Bayramdı. Bir aile geldi. Çocuklar konuşmuyordu.
 
Tario Cruz feat Pitbull There She Goes eşliğinde yazıyorum bu yazıyı. Etkisini değiştirecektir.
 
Çocuklardan kadın olanı sahnedeki rolüne şöyle nail olabildi:
 
Geç bakalım Hande ablanın yanına. Vallahi yetişmiş. Ho ho ho.
 
İyi. Yaklaşmış boyuma. Kutlarız bir ara. Utandı. Ben de ne yapacağımı bilemedim. Ama bu ritüeli bir kez daha yaşadık.
Çocuklara söz verilmiyor. Boyları da minik… Morçatı’da yaptığımız yukarıdan bakma çalışmasını hatırladım. Kimin boyu, sandalyesi, masası yukarıda ise ona alttan-üstten bakıyorsun. Gün içinde de oldu. Bir büstün üstüne çıkınca aşağı doğru bakıyorum. Adam yatıyor, kadın yukarı doğru bakıyor. Sarılmış halde olsa bile… Büyüsün çocuklar, bu yumaktan nasıl çıkarlarsa çıksınlar değil mi?
 
Sıkılıyorum. Kendimden sıkıldım. En kötüsü bu…
 
Üstüme ne bulduysam geçirdim. T. bu hali süslü bulurken G.’nin umrunda değil.
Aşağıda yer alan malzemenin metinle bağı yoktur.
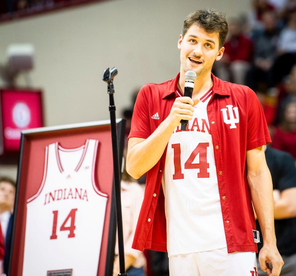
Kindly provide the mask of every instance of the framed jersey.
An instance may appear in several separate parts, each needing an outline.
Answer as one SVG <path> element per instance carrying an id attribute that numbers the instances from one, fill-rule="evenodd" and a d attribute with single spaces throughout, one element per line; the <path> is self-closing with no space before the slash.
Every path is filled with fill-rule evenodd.
<path id="1" fill-rule="evenodd" d="M 117 123 L 121 160 L 125 122 Z M 20 151 L 9 275 L 112 275 L 110 121 L 24 131 Z"/>

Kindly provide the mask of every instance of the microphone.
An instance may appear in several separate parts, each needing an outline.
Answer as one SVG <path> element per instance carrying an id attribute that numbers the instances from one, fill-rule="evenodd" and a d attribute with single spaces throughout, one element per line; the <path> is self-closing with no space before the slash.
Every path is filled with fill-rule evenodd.
<path id="1" fill-rule="evenodd" d="M 194 81 L 196 79 L 196 74 L 194 71 L 187 71 L 185 73 L 185 85 L 184 86 L 184 97 L 192 97 L 192 93 L 194 87 Z M 186 130 L 188 120 L 181 120 L 181 130 Z"/>

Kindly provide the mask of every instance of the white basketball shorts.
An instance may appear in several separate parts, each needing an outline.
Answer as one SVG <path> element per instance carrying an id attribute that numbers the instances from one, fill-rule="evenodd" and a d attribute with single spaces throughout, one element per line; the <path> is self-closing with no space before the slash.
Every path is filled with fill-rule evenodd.
<path id="1" fill-rule="evenodd" d="M 169 258 L 170 276 L 258 276 L 256 254 L 227 248 Z"/>

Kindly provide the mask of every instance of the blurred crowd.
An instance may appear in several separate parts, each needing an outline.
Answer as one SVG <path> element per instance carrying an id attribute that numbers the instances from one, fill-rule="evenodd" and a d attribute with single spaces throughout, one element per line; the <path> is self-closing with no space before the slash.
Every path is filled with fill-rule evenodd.
<path id="1" fill-rule="evenodd" d="M 1 0 L 0 1 L 0 18 L 14 13 L 31 14 L 61 6 L 77 4 L 79 1 L 72 0 Z M 85 2 L 81 0 L 81 2 Z"/>
<path id="2" fill-rule="evenodd" d="M 213 71 L 255 91 L 272 146 L 296 159 L 296 1 L 252 3 L 250 14 L 228 20 L 224 55 Z"/>

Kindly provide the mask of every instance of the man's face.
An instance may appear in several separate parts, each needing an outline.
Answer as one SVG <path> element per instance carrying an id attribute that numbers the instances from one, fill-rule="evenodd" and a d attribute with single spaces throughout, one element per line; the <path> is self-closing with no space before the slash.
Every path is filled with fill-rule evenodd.
<path id="1" fill-rule="evenodd" d="M 0 182 L 0 202 L 7 207 L 7 210 L 13 208 L 15 195 L 15 188 L 10 183 L 4 181 Z"/>
<path id="2" fill-rule="evenodd" d="M 219 47 L 219 34 L 209 33 L 197 25 L 191 26 L 182 37 L 180 35 L 178 49 L 181 51 L 181 73 L 188 70 L 198 77 L 211 72 L 216 60 L 222 57 L 224 47 Z"/>

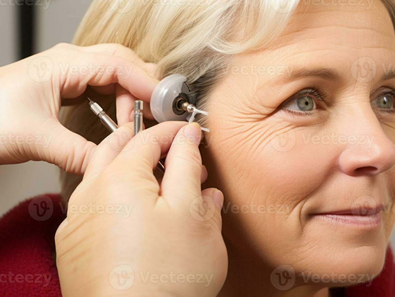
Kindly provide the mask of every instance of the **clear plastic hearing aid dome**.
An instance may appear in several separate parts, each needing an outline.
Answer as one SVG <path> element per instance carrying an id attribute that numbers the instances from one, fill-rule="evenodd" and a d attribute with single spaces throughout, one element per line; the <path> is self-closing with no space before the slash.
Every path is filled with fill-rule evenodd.
<path id="1" fill-rule="evenodd" d="M 182 92 L 186 78 L 181 74 L 173 74 L 160 81 L 151 96 L 151 112 L 158 123 L 167 121 L 185 121 L 188 115 L 184 112 L 177 115 L 173 111 L 174 99 Z"/>

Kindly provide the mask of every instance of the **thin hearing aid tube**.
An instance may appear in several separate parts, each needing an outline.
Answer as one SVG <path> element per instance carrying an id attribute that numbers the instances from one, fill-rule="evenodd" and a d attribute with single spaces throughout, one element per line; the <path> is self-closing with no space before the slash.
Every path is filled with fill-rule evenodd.
<path id="1" fill-rule="evenodd" d="M 100 121 L 104 125 L 107 129 L 110 132 L 115 132 L 118 129 L 118 126 L 114 121 L 105 112 L 103 108 L 96 102 L 92 101 L 87 97 L 89 101 L 89 106 L 90 110 L 93 113 L 99 117 Z M 138 108 L 136 109 L 136 106 Z M 141 100 L 137 100 L 134 103 L 134 135 L 143 131 L 143 101 Z M 136 114 L 137 118 L 136 118 Z M 160 170 L 162 173 L 165 173 L 165 166 L 162 160 L 159 160 L 159 163 L 156 165 L 156 168 Z"/>

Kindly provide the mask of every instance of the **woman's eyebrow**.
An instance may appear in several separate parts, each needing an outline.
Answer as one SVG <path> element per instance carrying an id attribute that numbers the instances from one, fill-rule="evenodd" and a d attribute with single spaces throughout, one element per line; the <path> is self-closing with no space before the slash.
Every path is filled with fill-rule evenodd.
<path id="1" fill-rule="evenodd" d="M 288 75 L 288 78 L 295 78 L 302 77 L 318 77 L 334 81 L 342 79 L 342 76 L 337 71 L 331 68 L 308 69 L 303 68 L 296 71 L 293 70 Z"/>
<path id="2" fill-rule="evenodd" d="M 395 78 L 395 71 L 393 71 L 387 72 L 381 77 L 380 81 L 387 80 L 389 79 Z"/>

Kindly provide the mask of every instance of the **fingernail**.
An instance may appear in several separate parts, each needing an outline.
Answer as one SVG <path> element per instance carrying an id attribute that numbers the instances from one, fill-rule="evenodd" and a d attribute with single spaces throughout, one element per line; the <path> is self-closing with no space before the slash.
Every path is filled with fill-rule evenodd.
<path id="1" fill-rule="evenodd" d="M 201 129 L 197 123 L 194 122 L 188 124 L 184 128 L 184 134 L 188 140 L 194 142 L 198 146 L 201 139 Z"/>
<path id="2" fill-rule="evenodd" d="M 219 190 L 216 190 L 213 193 L 213 200 L 215 204 L 215 207 L 220 211 L 224 205 L 224 194 Z"/>

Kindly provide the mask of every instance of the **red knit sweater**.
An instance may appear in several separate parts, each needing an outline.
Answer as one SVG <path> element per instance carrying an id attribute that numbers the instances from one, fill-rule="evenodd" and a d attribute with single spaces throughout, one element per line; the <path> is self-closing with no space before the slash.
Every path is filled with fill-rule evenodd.
<path id="1" fill-rule="evenodd" d="M 21 203 L 0 219 L 0 296 L 61 296 L 52 252 L 55 232 L 66 217 L 60 201 L 57 194 L 38 196 Z M 394 283 L 389 248 L 384 268 L 371 286 L 349 287 L 342 294 L 393 297 Z"/>

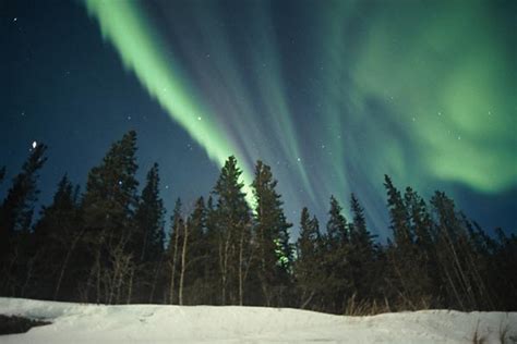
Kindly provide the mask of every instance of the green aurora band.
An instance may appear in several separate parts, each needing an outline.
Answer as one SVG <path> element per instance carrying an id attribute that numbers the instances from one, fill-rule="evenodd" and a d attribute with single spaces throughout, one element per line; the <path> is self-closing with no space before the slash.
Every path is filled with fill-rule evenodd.
<path id="1" fill-rule="evenodd" d="M 175 47 L 139 2 L 85 2 L 124 66 L 208 157 L 239 159 L 250 202 L 258 158 L 285 176 L 292 207 L 358 193 L 374 231 L 385 228 L 385 173 L 424 194 L 443 184 L 453 196 L 454 185 L 491 195 L 517 187 L 516 41 L 488 1 L 287 2 L 303 14 L 305 40 L 293 34 L 305 42 L 302 65 L 286 64 L 291 34 L 275 29 L 274 2 L 240 4 L 242 26 L 231 32 L 217 24 L 219 3 L 193 1 L 195 39 Z M 301 100 L 289 97 L 300 91 L 290 88 L 294 73 L 309 89 Z"/>
<path id="2" fill-rule="evenodd" d="M 169 115 L 177 121 L 192 138 L 206 150 L 208 157 L 223 165 L 239 149 L 218 128 L 208 110 L 195 101 L 192 87 L 183 77 L 148 20 L 142 14 L 136 1 L 87 0 L 87 11 L 97 19 L 103 37 L 119 52 L 124 66 L 135 73 Z M 166 58 L 167 57 L 167 58 Z M 244 169 L 242 174 L 247 199 L 253 204 L 250 189 L 251 175 Z"/>

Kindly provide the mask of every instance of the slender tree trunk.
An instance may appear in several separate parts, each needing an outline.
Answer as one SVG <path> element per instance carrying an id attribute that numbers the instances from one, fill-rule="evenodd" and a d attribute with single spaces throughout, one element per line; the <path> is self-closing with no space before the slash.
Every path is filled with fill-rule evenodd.
<path id="1" fill-rule="evenodd" d="M 131 298 L 133 297 L 133 277 L 134 277 L 134 268 L 131 268 L 130 272 L 130 282 L 129 282 L 129 290 L 128 290 L 128 298 L 125 304 L 131 304 Z"/>
<path id="2" fill-rule="evenodd" d="M 187 245 L 189 242 L 189 224 L 183 225 L 183 247 L 181 249 L 181 274 L 180 274 L 180 288 L 179 288 L 179 304 L 180 306 L 183 305 L 183 283 L 184 283 L 184 275 L 187 270 Z"/>
<path id="3" fill-rule="evenodd" d="M 241 241 L 239 245 L 239 306 L 242 306 L 242 302 L 244 298 L 244 290 L 243 290 L 243 274 L 242 274 L 242 262 L 243 262 L 243 254 L 244 254 L 244 231 L 243 228 L 241 230 Z"/>
<path id="4" fill-rule="evenodd" d="M 72 245 L 70 245 L 69 249 L 67 250 L 67 255 L 64 256 L 63 263 L 61 265 L 61 270 L 59 271 L 58 283 L 56 284 L 56 288 L 53 291 L 53 300 L 58 299 L 59 290 L 61 288 L 61 283 L 63 281 L 64 272 L 68 268 L 70 257 L 72 257 L 72 253 L 75 250 L 75 246 L 77 246 L 79 241 L 83 237 L 84 230 L 82 230 L 77 236 L 74 237 Z"/>
<path id="5" fill-rule="evenodd" d="M 158 273 L 159 273 L 159 271 L 161 271 L 161 260 L 163 260 L 163 257 L 160 255 L 160 258 L 158 260 L 158 266 L 155 267 L 153 283 L 151 284 L 149 304 L 153 304 L 153 299 L 154 299 L 154 295 L 155 295 L 155 291 L 156 291 L 156 284 L 157 284 L 157 281 L 158 281 Z"/>
<path id="6" fill-rule="evenodd" d="M 175 247 L 172 251 L 172 265 L 169 261 L 169 266 L 171 269 L 170 272 L 170 288 L 169 288 L 169 304 L 173 304 L 175 300 L 175 279 L 176 279 L 176 259 L 178 256 L 178 241 L 179 241 L 179 229 L 175 229 Z"/>

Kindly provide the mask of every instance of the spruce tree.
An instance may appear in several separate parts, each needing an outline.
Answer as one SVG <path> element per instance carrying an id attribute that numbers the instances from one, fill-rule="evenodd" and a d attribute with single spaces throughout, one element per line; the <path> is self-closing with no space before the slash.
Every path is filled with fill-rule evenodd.
<path id="1" fill-rule="evenodd" d="M 292 224 L 286 220 L 276 185 L 270 168 L 258 160 L 252 183 L 256 201 L 254 237 L 266 306 L 281 305 L 289 288 L 292 263 L 288 232 Z"/>
<path id="2" fill-rule="evenodd" d="M 135 231 L 131 250 L 135 262 L 135 297 L 153 302 L 164 254 L 165 208 L 159 197 L 159 169 L 155 163 L 147 172 L 135 211 Z"/>
<path id="3" fill-rule="evenodd" d="M 134 257 L 128 244 L 134 231 L 137 205 L 135 153 L 136 133 L 131 131 L 88 173 L 83 211 L 84 248 L 91 265 L 85 267 L 88 278 L 83 297 L 97 303 L 131 299 Z"/>
<path id="4" fill-rule="evenodd" d="M 4 177 L 5 177 L 5 167 L 2 167 L 0 169 L 0 184 L 2 184 Z"/>
<path id="5" fill-rule="evenodd" d="M 312 308 L 322 288 L 321 235 L 317 219 L 311 219 L 306 208 L 300 216 L 300 237 L 297 242 L 294 277 L 299 290 L 299 307 Z"/>
<path id="6" fill-rule="evenodd" d="M 207 210 L 203 197 L 195 201 L 194 210 L 188 220 L 189 251 L 185 277 L 185 303 L 205 304 L 209 294 L 209 281 L 206 279 L 206 268 L 209 265 L 208 243 L 206 233 Z"/>
<path id="7" fill-rule="evenodd" d="M 73 299 L 79 275 L 71 269 L 76 247 L 83 237 L 79 191 L 64 175 L 50 206 L 44 207 L 34 228 L 37 260 L 36 297 Z M 75 258 L 75 260 L 74 260 Z"/>
<path id="8" fill-rule="evenodd" d="M 180 256 L 180 237 L 181 232 L 183 231 L 184 220 L 181 210 L 181 199 L 178 198 L 175 204 L 175 209 L 172 211 L 169 246 L 168 251 L 168 265 L 170 270 L 169 278 L 169 293 L 168 293 L 168 303 L 175 304 L 175 293 L 178 283 L 178 271 L 179 271 L 179 256 Z"/>
<path id="9" fill-rule="evenodd" d="M 14 177 L 0 205 L 0 290 L 7 295 L 22 296 L 33 274 L 35 257 L 29 229 L 39 194 L 38 172 L 47 161 L 46 150 L 43 144 L 31 149 L 22 172 Z"/>
<path id="10" fill-rule="evenodd" d="M 327 233 L 324 236 L 325 253 L 322 268 L 325 271 L 323 297 L 332 312 L 342 314 L 346 303 L 353 297 L 351 268 L 349 263 L 350 243 L 348 224 L 337 199 L 330 197 Z"/>
<path id="11" fill-rule="evenodd" d="M 213 192 L 217 197 L 215 229 L 223 305 L 243 303 L 251 260 L 251 216 L 242 192 L 241 174 L 237 159 L 229 157 Z"/>

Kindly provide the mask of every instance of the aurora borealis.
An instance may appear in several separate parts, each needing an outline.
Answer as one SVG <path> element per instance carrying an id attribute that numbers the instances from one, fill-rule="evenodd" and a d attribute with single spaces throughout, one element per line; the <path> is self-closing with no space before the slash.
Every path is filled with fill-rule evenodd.
<path id="1" fill-rule="evenodd" d="M 38 124 L 45 116 L 57 121 L 58 112 L 60 121 L 95 123 L 77 135 L 84 136 L 80 147 L 86 138 L 93 142 L 92 161 L 122 128 L 140 134 L 142 126 L 142 169 L 158 159 L 170 173 L 164 176 L 171 184 L 164 189 L 167 205 L 191 191 L 189 184 L 201 185 L 196 193 L 206 195 L 205 185 L 235 155 L 248 185 L 256 159 L 272 165 L 294 223 L 303 206 L 324 221 L 329 196 L 348 208 L 353 192 L 373 232 L 385 236 L 387 173 L 398 186 L 411 185 L 423 195 L 445 189 L 483 224 L 517 230 L 515 212 L 503 214 L 516 210 L 517 196 L 515 2 L 89 0 L 62 4 L 60 12 L 47 9 L 61 23 L 40 33 L 28 21 L 37 21 L 36 9 L 25 14 L 16 13 L 20 9 L 8 7 L 2 19 L 7 33 L 19 35 L 10 42 L 15 52 L 2 58 L 11 70 L 4 79 L 19 93 L 4 101 L 2 132 L 15 125 L 26 133 L 3 135 L 10 156 L 24 153 L 20 147 L 33 139 L 61 145 Z M 81 28 L 67 29 L 75 27 L 68 11 Z M 23 25 L 25 34 L 19 30 Z M 63 28 L 73 39 L 49 38 L 52 29 Z M 84 39 L 75 42 L 79 48 L 77 37 Z M 45 39 L 47 45 L 27 48 Z M 27 70 L 23 57 L 31 50 L 68 57 L 74 73 L 86 75 L 84 83 L 112 87 L 103 95 L 104 88 L 67 81 L 75 85 L 67 98 L 60 95 L 63 82 L 52 78 L 46 96 L 35 96 L 38 83 L 27 78 L 44 78 L 60 66 L 46 64 L 43 72 L 16 77 L 16 70 Z M 104 60 L 109 62 L 96 62 Z M 107 65 L 109 72 L 100 73 Z M 101 81 L 92 82 L 92 74 Z M 109 106 L 81 100 L 117 97 L 117 90 L 124 96 Z M 137 96 L 127 98 L 128 93 Z M 21 121 L 27 101 L 31 112 L 44 112 L 39 122 Z M 77 110 L 81 102 L 88 106 Z M 136 114 L 131 121 L 120 115 L 128 109 L 139 109 L 140 122 Z M 117 121 L 123 123 L 113 131 Z M 189 149 L 167 147 L 170 140 Z M 197 151 L 190 153 L 193 147 Z M 187 171 L 179 171 L 178 160 Z M 91 160 L 79 164 L 92 165 Z M 84 177 L 75 175 L 77 182 Z M 494 209 L 484 208 L 489 200 Z"/>

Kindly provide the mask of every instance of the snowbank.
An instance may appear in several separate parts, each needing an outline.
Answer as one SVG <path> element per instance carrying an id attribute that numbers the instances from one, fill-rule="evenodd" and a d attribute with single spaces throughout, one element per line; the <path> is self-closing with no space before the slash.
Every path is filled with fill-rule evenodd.
<path id="1" fill-rule="evenodd" d="M 1 298 L 0 314 L 52 324 L 0 336 L 0 343 L 500 343 L 517 342 L 517 312 L 423 310 L 341 317 L 288 308 L 99 306 Z"/>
Bense, Amerikalı gibi hissettim. Çocuklarını okula koşarak yetiştirmiş ve gazete kâğıtlı alışveriş paketlerini taşımakta zorlanan biri gibi…
 
Facebook fotoğraflarında kadınlar kendilerini üst açı ile çekerken erkekler makineyi aşağıda tutuyormuş.
 
iPad, iPhone alınca ne değişir? Kola ve sigara tadı, 2G1C, o bu…
 
Heyecanlandıran hiçbir şey yok gibi. Beş film izledim. Kim, nasıl ilişki kurar filmlerle? Neresinde, neden ağlar?
 
One Day filminin en sonunda, ölmüş kadın, yeni tanıştığı birine telefonunu verecek. Önce cep telefonunu yazıyor. Sonra annesinin ev telefonunu… Faks numarasını ve adresini… Kaybetmek istemediklerimize sıkı sıkı tutunma ihtiyacı ağlattı beni.
 
Ağlamayan, ağlasın. Tutucu, soyunsun. Dağınık, kaçsın. Biri bir şey yapsın. Hepimizi şaşırtsın.
 
Çocuklar… Haneke’nin acımasızları… Kim kimi hırpalıyor? Saçımı çeken velet şimdi nerede?
 
Şaşırmıyorsak büyüdük mü demek? Nilgün Marmara yazdıklarımı duyuyor mu?
 
Aşk…
 
Dövme…
 
Hasta olsam susarım, sıkılacak halim olmaz belki o zaman, evet. Şükret yavrum şükret.
 
Şu iç sıkıntısı elma gibi bir şey olmadığı için… Balonun içinden çıkan hava deneyi de yapılamayacağı için… Ne söylesem sanki olmuyor.
 
Yılbaşı geliyor. Yeni hedefler… Süsler… Kırmızı hissedemezsem diye çok korkuyorum o geceden.